Not establishing the need
Clients with a family experience in long-term care understand the need for coverage. For others, it is critical to establish the need. Make sure your clients understand what the coverage is and what their risks are. Let them know the biggest misconception about Medicare is that it covers LTC costs. If they are thinking of self-insuring, ask them what assets they would liquidate first if there were a crisis.
Not getting expert advice
Very few advisors are LTC Insurance specialists, so they need to have an expert on call. Often that person may be a carrier wholesaler, but what if you want to consider all options and not just one? One example of that help is LTCI Partners’ assisted sale program, in which one of our long-term care specialists will do a conference call with you and your clients to explain the coverage to them and answer any of their questions. This helps your clients feel secure that all of their questions and concerns have been covered and to feel confident in their decision to purchase long-term care insurance. Occasionally, an advisor will attempt to rush the process. They will schedule clients for our Application Partner service (we call clients and complete the application by telephone) before the clients are sold on the product or understand the benefits and pricing. This typically does not end well.
Creating Analysis Paralysis
Some advisors like to show clients quotes from multiple carriers, with several different monthly benefits, 3, 4 and 5-year benefit periods, and other options. All of this is overwhelming and confusing to the client. If they don’t understand the product in the first place, showing them 12 different versions of it isn’t going to help.

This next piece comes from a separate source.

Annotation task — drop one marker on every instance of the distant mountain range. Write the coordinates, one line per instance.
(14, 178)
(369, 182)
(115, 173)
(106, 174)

Let us help you do the research on the best carrier for your client. Then present a good, better, best plan with that carrier. Your client will see choices at three price points. They can choose the plan that works best for their budget. This is the best way to avoid losing a sale due to the next item, which is:
Quoting too expensive a plan
Sometimes advisors think wealthy clients will agree to a very expensive long-term care plan: one with 6 years of coverage and a high monthly benefit. For a mature couple, such a plan might cost $12-14,000 a year. The couple is interested in long-term care protection, but they can’t bring themselves to agree to that expense. They say, “we need to think about it.” And that is the last thing you hear. If you give your clients two or three options at varying price points, you allow them to choose one that best meets their budget. Just for perspective, here are some average premiums our partners sold to couples in 2015:
For price-sensitive clients, $2,072 per person or $4,144 per couple per year
For middle income clients, $2,408 per person or $4,816 per couple per year
For upper income clients, $2,903 per person or $5,806 per couple per year
Read on for what causes advisors to “over quote” long-term care insurance.
Covering 100% of the risk
Some advisors quote a plan that covers all of the risk of a long-term care event. This includes the longest possible benefit period, say 6 years, and a high monthly benefit and a high inflation rider. This will result in an expensive plan that might not be affordable for your clients. Claims data show that the average length of long term care claims is 2.85 years (AALTCI Sourcebook 2014). Chances are, your client does not need five or six years of benefits. Long-term care protection is not an all or nothing thing. It is better for your clients to have protection against part of the risk than to have no protection at all.
Quoting the wrong rate
It’s tempting to quote long-term care insurance with a preferred rate since it’s 10-15% lower than the standard rate. However carriers recommend that you always quote the standard rate. Carriers issue policies at the lowest premium available based on the underwriting results. So your healthy clients who were quoted at standard will receive a pleasant surprise, when the policy is issued at the preferred rate. Your clients without preferred health will be hit with a higher premium than they applied for, which might cause them to walk away if they are budget conscious. For the easiest way to select the right rate, read on.
Failing to Pre-screening
Perform a basic pre-screen before writing a long-term care quote for your clients. If you can, email an underwriting questionnaire to your client. At the very least, basic information such as height and weight, prescription medications and if they have illnesses such as diabetes, can help us quote more accurately.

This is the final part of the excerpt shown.